Sono in tutto undici i fermi scattati tra la Sicilia, la Lombardia ed il Veneto, che questa mattina sono stati eseguiti dai carabinieri del Comando provinciale di Palermo, su richiesta della Direzione distrettuale antimafia.
Gli indagati sono ritenuti responsabili, a vario titolo, di associazione mafiosa, estorsione, trasferimento fraudolento di beni, corruzione, atti persecutori, furto aggravato e danneggiamento. Le indagini, seguite da un pool di magistrati coordinati dal procuratore aggiunto Salvatore De Luca, hanno evidenziato gli assetti e le dinamiche criminali del mandamento mafioso di San Mauro Castelverde a partire dall'operazione del 2015, Black Cat.

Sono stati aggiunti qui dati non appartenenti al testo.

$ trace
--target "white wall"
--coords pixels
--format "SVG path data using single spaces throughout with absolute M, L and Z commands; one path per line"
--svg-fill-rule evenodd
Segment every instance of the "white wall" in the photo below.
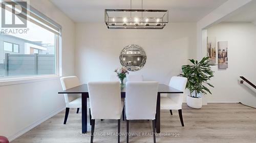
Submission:
M 74 22 L 46 0 L 30 5 L 62 25 L 62 73 L 74 74 Z M 65 107 L 58 78 L 0 87 L 0 135 L 12 140 Z
M 208 96 L 208 102 L 241 102 L 256 107 L 256 90 L 238 82 L 239 76 L 244 76 L 256 83 L 256 26 L 250 22 L 222 22 L 208 28 L 207 33 L 216 37 L 217 49 L 218 41 L 228 41 L 228 58 L 226 70 L 213 67 L 211 82 L 215 88 L 211 89 L 212 95 Z
M 144 67 L 131 74 L 142 74 L 145 80 L 165 84 L 180 73 L 188 59 L 196 57 L 196 23 L 136 30 L 108 30 L 104 23 L 83 23 L 76 24 L 76 73 L 83 83 L 109 80 L 121 66 L 121 50 L 130 44 L 140 45 L 147 55 Z

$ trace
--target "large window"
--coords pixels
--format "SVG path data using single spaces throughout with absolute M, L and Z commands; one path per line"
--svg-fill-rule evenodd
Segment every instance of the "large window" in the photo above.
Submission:
M 19 46 L 18 44 L 4 42 L 4 49 L 6 51 L 19 52 Z
M 5 7 L 1 7 L 5 10 L 5 23 L 14 24 L 12 9 L 15 13 L 23 14 L 14 15 L 15 22 L 24 23 L 21 18 L 24 20 L 27 16 L 27 24 L 20 27 L 1 25 L 0 80 L 6 77 L 57 75 L 61 26 L 29 6 L 13 3 L 16 5 L 14 8 L 5 3 Z M 27 12 L 20 12 L 22 8 L 26 8 Z M 2 12 L 1 9 L 0 16 Z

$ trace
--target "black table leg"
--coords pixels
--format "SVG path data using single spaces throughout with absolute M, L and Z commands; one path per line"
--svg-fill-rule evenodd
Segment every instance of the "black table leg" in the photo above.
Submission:
M 160 93 L 157 93 L 157 111 L 156 114 L 156 128 L 157 133 L 160 132 Z
M 82 94 L 82 133 L 87 132 L 87 95 Z

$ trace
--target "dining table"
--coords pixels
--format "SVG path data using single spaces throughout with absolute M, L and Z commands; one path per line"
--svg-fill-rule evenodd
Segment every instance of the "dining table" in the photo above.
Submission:
M 87 84 L 83 84 L 69 89 L 58 92 L 58 94 L 81 94 L 82 103 L 82 133 L 87 132 L 87 98 L 89 98 L 89 94 Z M 183 91 L 173 88 L 164 84 L 159 84 L 157 92 L 157 99 L 156 113 L 156 131 L 157 133 L 160 132 L 160 95 L 161 94 L 182 94 Z M 121 98 L 125 98 L 125 87 L 121 89 L 120 96 Z

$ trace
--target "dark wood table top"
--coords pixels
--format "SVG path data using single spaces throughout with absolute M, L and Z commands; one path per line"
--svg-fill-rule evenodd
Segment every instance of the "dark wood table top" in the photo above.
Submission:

Spiegano i carabinieri che il gruppo mafioso "ha serrato le fila e ha continuato ad operare sul territorio imponendo il proprio potere" con la stessa capacità intimidatoria. In questo quadro si inseriscono le numerosissime estorsioni ai danni dei commercianti locali documentate dai militari, così come l'organizzazione di una "efficientissima" rete di comunicazione necessaria agli storici capimafia detenuti per mantenere il comando "e continuare a strangolare imprese e società civile".

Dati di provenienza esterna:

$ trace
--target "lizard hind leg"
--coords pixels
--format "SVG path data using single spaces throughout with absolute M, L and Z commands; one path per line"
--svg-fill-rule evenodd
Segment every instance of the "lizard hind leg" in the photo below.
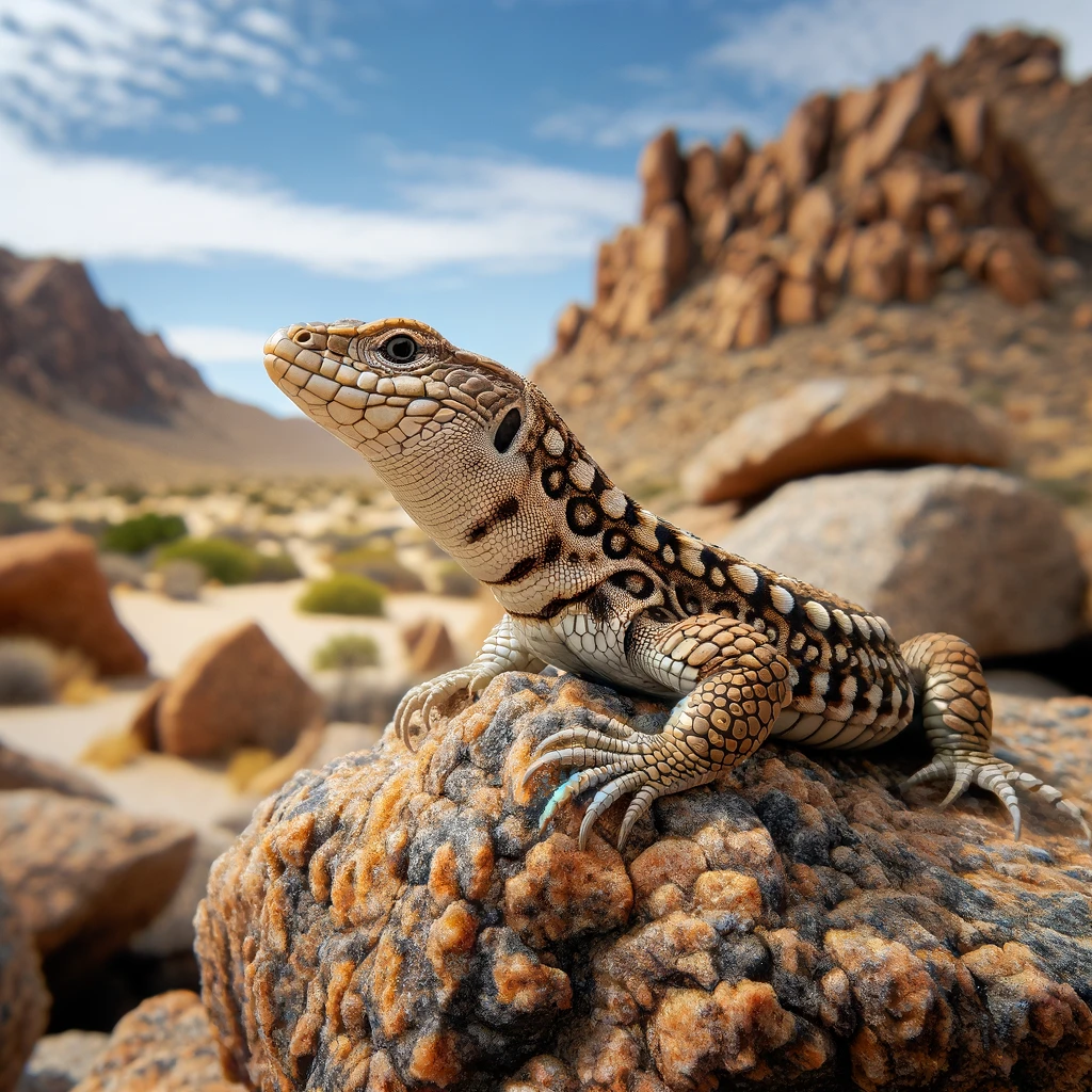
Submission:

In particolare le indagini hanno portato alla luce il ruolo ricoperto da Giuseppe Farinella, figlio di Domenico Farinella, boss all'epoca detenuto in regime di alta sicurezza a Voghera. Per i carabinieri del Comando provinciale di Palermo, che hanno portato a termine il blitz 'Alastra', un sistema di controllo "basato sui rapporti di consanguineità" che ha così permesso al capomafia detenuto "di mantenere il controllo del mandamento". Nonostante la giovane età, il rampollo dei Farinella avrebbe avuto il compito di "coordinare" gli altri componenti del clan che operavano sul territorio, "cooperando" con Gioacchino Spinnato di Tusa (Messina), "ben radicato - evidenziano gli investigatori - in Cosa nostra, che ha gestito i contatti con gli uomini d'onore degli altri mandamenti, fra i quali Filippo Salvatore Bisconti, già capo del mandamento mafioso di Belmonte Mezzagno e ora collaboratore di giustizia.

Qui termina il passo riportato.